In der Tat ist es schwer zu ertragen, dass ein Mädchen, eine Tochter, aufblüht und Sie alt werden. Eine Tochter im Teenageralter hat ihre eigenen Aufgaben: Sie muss sich von ihren Eltern trennen. Theoretisch sollte die Libido, die in ihr nach einer Latenzzeit von 12–13 Jahren erwacht, von der Familie nach außen zu ihren Altersgenossen gelenkt werden. Und das Kind sollte während dieser Zeit die Familie verlassen.

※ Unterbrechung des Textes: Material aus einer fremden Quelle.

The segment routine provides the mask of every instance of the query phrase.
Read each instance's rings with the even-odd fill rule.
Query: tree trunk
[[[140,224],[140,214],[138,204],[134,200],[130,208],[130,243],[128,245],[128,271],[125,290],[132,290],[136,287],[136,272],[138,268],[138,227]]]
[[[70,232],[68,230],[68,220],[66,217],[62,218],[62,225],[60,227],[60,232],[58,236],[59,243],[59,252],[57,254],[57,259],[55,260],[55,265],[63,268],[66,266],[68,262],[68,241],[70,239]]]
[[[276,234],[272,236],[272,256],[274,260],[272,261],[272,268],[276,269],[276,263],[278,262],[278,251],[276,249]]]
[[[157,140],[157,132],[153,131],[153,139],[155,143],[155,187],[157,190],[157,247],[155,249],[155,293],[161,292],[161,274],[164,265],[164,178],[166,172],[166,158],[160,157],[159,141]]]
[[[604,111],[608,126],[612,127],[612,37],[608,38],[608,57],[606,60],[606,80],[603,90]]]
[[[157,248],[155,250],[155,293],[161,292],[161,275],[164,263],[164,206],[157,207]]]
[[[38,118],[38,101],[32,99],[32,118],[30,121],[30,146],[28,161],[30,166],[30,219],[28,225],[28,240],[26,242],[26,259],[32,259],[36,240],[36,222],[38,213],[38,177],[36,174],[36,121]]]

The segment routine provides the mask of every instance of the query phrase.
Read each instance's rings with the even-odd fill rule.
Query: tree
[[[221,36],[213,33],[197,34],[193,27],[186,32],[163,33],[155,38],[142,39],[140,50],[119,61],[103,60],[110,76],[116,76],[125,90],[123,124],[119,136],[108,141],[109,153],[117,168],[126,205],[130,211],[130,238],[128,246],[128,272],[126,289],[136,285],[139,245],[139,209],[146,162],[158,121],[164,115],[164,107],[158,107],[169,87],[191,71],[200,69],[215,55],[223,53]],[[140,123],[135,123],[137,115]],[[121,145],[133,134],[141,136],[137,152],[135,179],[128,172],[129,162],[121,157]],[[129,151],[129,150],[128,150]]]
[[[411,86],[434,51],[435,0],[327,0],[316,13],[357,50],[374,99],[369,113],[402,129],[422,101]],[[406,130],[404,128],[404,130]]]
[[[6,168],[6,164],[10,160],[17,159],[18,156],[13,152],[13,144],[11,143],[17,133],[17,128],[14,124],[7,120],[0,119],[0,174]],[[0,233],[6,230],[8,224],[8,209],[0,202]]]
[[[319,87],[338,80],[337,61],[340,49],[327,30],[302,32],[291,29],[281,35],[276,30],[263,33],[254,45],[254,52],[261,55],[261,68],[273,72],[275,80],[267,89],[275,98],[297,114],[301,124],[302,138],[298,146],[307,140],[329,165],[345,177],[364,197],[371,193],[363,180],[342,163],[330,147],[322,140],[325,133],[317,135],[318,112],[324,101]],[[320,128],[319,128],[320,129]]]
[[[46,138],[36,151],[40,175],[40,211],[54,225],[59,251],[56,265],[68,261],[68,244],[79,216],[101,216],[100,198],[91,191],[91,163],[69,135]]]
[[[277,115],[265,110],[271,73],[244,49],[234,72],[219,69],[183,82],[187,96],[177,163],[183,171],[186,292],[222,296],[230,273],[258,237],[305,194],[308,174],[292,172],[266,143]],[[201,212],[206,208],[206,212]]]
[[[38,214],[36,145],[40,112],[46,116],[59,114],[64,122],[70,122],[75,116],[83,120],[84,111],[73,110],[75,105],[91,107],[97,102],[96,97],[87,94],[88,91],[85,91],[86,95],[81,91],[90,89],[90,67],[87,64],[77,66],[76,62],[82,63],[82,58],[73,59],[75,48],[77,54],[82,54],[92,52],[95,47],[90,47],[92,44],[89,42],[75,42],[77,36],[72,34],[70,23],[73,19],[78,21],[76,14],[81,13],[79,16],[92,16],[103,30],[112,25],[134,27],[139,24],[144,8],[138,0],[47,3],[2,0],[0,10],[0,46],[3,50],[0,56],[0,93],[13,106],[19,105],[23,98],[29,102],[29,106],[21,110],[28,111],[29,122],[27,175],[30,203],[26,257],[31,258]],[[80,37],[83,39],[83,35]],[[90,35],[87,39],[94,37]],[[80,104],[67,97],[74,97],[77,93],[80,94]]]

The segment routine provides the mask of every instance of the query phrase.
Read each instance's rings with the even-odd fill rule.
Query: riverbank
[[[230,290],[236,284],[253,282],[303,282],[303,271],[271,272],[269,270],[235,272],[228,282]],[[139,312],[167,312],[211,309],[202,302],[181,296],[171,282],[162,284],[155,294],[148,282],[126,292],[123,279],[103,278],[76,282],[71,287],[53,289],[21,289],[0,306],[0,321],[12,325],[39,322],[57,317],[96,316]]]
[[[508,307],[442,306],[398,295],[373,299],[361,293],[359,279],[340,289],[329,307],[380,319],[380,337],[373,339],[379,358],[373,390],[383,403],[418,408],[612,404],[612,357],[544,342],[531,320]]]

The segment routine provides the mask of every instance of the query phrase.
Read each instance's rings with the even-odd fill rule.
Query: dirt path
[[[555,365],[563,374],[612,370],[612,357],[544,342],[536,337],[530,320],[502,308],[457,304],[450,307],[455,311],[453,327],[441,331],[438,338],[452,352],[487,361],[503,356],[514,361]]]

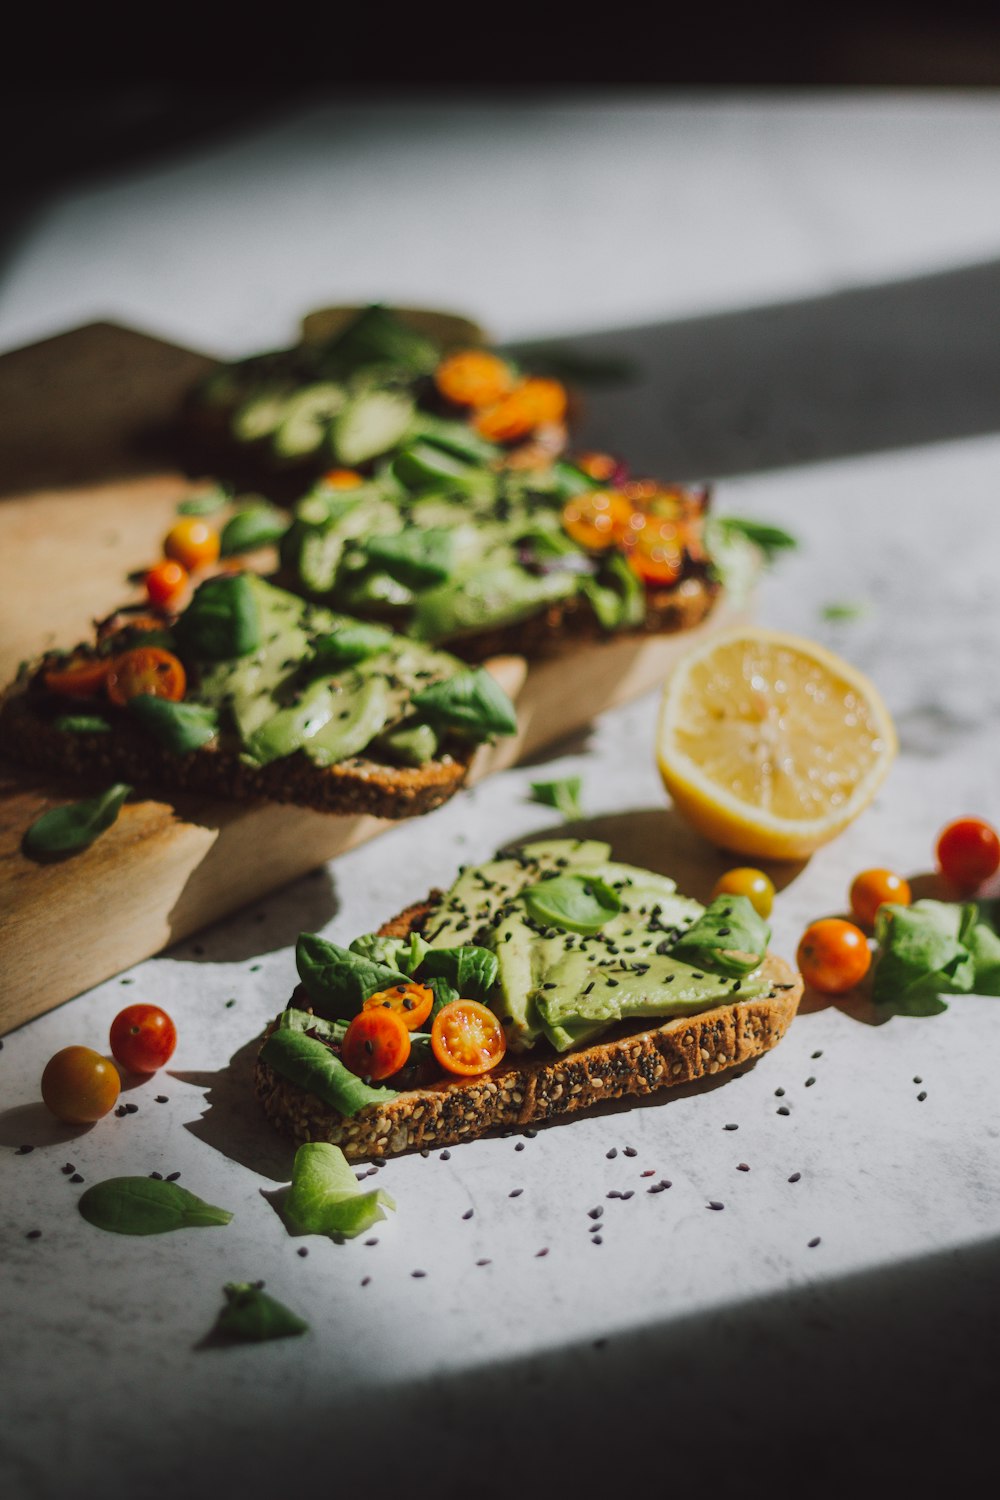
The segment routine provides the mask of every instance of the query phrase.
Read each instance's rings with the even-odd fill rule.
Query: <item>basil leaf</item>
[[[392,631],[383,625],[351,621],[316,638],[315,659],[310,665],[331,672],[340,667],[353,667],[355,662],[367,661],[370,656],[387,650],[395,639]]]
[[[453,1000],[457,1000],[459,994],[458,990],[452,989],[447,979],[442,979],[439,974],[433,974],[426,981],[421,981],[421,983],[424,982],[426,982],[428,989],[434,991],[434,1004],[431,1006],[431,1013],[427,1017],[428,1022],[432,1022],[438,1011],[444,1010],[446,1005],[450,1005]],[[413,1034],[410,1036],[410,1041],[413,1041]]]
[[[670,949],[671,958],[737,978],[759,969],[771,929],[746,896],[716,896]]]
[[[88,848],[99,834],[111,827],[131,791],[130,786],[119,781],[97,797],[71,802],[68,807],[49,808],[32,823],[21,840],[21,848],[32,858],[46,854],[75,854]]]
[[[581,578],[579,589],[602,630],[625,630],[646,618],[642,582],[620,553],[608,559],[597,578]]]
[[[248,656],[260,645],[253,587],[245,573],[207,579],[175,627],[188,654],[206,661]]]
[[[976,926],[973,902],[886,902],[875,917],[879,954],[872,999],[897,1015],[933,1016],[947,1010],[942,995],[968,994],[976,961],[966,946]],[[986,959],[985,949],[980,950]],[[988,965],[988,959],[987,959]]]
[[[832,604],[824,604],[820,615],[824,620],[831,623],[840,620],[860,620],[868,613],[867,604],[855,604],[848,600],[836,601]]]
[[[791,551],[799,545],[790,531],[769,526],[763,521],[749,521],[743,516],[715,516],[713,523],[726,540],[736,536],[753,542],[763,552],[766,562],[772,562],[779,552]]]
[[[419,932],[411,932],[405,938],[382,937],[370,932],[356,937],[348,951],[356,953],[360,958],[371,959],[374,963],[385,964],[390,969],[398,970],[400,974],[413,974],[428,948]],[[374,994],[375,991],[372,990],[371,993]]]
[[[219,717],[204,703],[172,703],[149,693],[129,702],[129,712],[174,755],[200,750],[219,732]]]
[[[52,720],[52,728],[62,734],[108,734],[111,725],[100,714],[59,714]]]
[[[453,537],[443,526],[370,536],[364,549],[372,562],[407,588],[443,583],[452,570]]]
[[[289,527],[284,511],[274,505],[248,505],[230,516],[219,537],[219,555],[232,557],[234,552],[252,552],[278,542]]]
[[[425,766],[438,753],[438,735],[429,724],[411,719],[381,735],[372,748],[397,765]]]
[[[564,818],[582,818],[579,776],[563,776],[559,781],[533,781],[531,800],[541,802],[544,807],[554,807]]]
[[[489,948],[466,943],[461,948],[429,948],[417,970],[417,979],[445,979],[468,1000],[485,1000],[496,984],[499,960]]]
[[[278,1017],[280,1031],[307,1031],[329,1042],[342,1042],[347,1026],[346,1021],[328,1021],[324,1016],[313,1015],[308,1010],[298,1010],[294,1005],[289,1005]]]
[[[407,976],[387,964],[339,948],[315,932],[299,934],[295,967],[306,994],[320,1011],[334,1019],[356,1016],[369,995],[405,984]]]
[[[179,516],[214,516],[228,499],[229,491],[225,486],[214,485],[210,490],[199,490],[196,495],[186,496],[178,504],[177,514]]]
[[[485,667],[434,683],[414,694],[413,706],[432,723],[462,730],[476,739],[517,733],[514,705]]]
[[[596,875],[554,875],[521,894],[535,922],[566,932],[599,932],[622,909],[617,891]]]
[[[352,1239],[396,1205],[381,1188],[364,1192],[339,1146],[308,1141],[295,1153],[292,1185],[282,1213],[300,1234],[343,1235]]]
[[[88,1224],[111,1234],[211,1228],[228,1224],[233,1217],[176,1182],[160,1182],[155,1177],[109,1177],[89,1187],[78,1206]]]
[[[368,365],[386,365],[414,376],[429,375],[441,358],[437,344],[373,304],[359,313],[322,351],[324,374],[350,375]]]
[[[1000,936],[985,922],[977,922],[967,942],[975,966],[974,993],[1000,995]]]
[[[356,1115],[368,1104],[383,1104],[396,1097],[395,1089],[372,1088],[345,1068],[325,1043],[302,1031],[272,1031],[260,1049],[260,1059],[342,1115]]]
[[[222,1288],[226,1301],[210,1337],[234,1344],[261,1344],[267,1339],[307,1333],[309,1324],[283,1302],[250,1281],[230,1281]]]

Wenn die Bindung eines Mädchens zu seiner Mutter sehr eng ist, fällt es ihr schwer, sich zu befreien. Und sie bleibt ein «Heimmädchen», was als gutes Zeichen empfunden wird: Ein ruhiges, gehorsames Kind ist erwachsen geworden. Um sich zu trennen und die Anziehungskraft in einer solchen Fusionssituation zu überwinden, muss das Mädchen viel Protest und Aggression haben, was als Rebellion und Verderbtheit wahrgenommen wird.

Es ist unmöglich, alles zu realisieren, aber wenn die Mutter diese Merkmale und Nuancen der Beziehung versteht, wird es für sie einfacher sein. Mir wurde einmal eine so radikale Frage gestellt: „Ist eine Tochter verpflichtet, ihre Mutter zu lieben?“ Tatsächlich kann eine Tochter nicht anders, als ihre Mutter zu lieben. Aber in engen Beziehungen gibt es immer Liebe und Aggression, und in der Mutter-Tochter-Beziehung dieser Liebe gibt es ein Meer und ein Meer der Aggression. Die einzige Frage ist, was gewinnt – Liebe oder Hass?

Ich möchte immer an diese Liebe glauben. Wir alle kennen solche Familien, in denen jeder respektvoll miteinander umgeht, jeder im anderen einen Menschen, ein Individuum sieht und gleichzeitig spürt, wie lieb und nah er ist.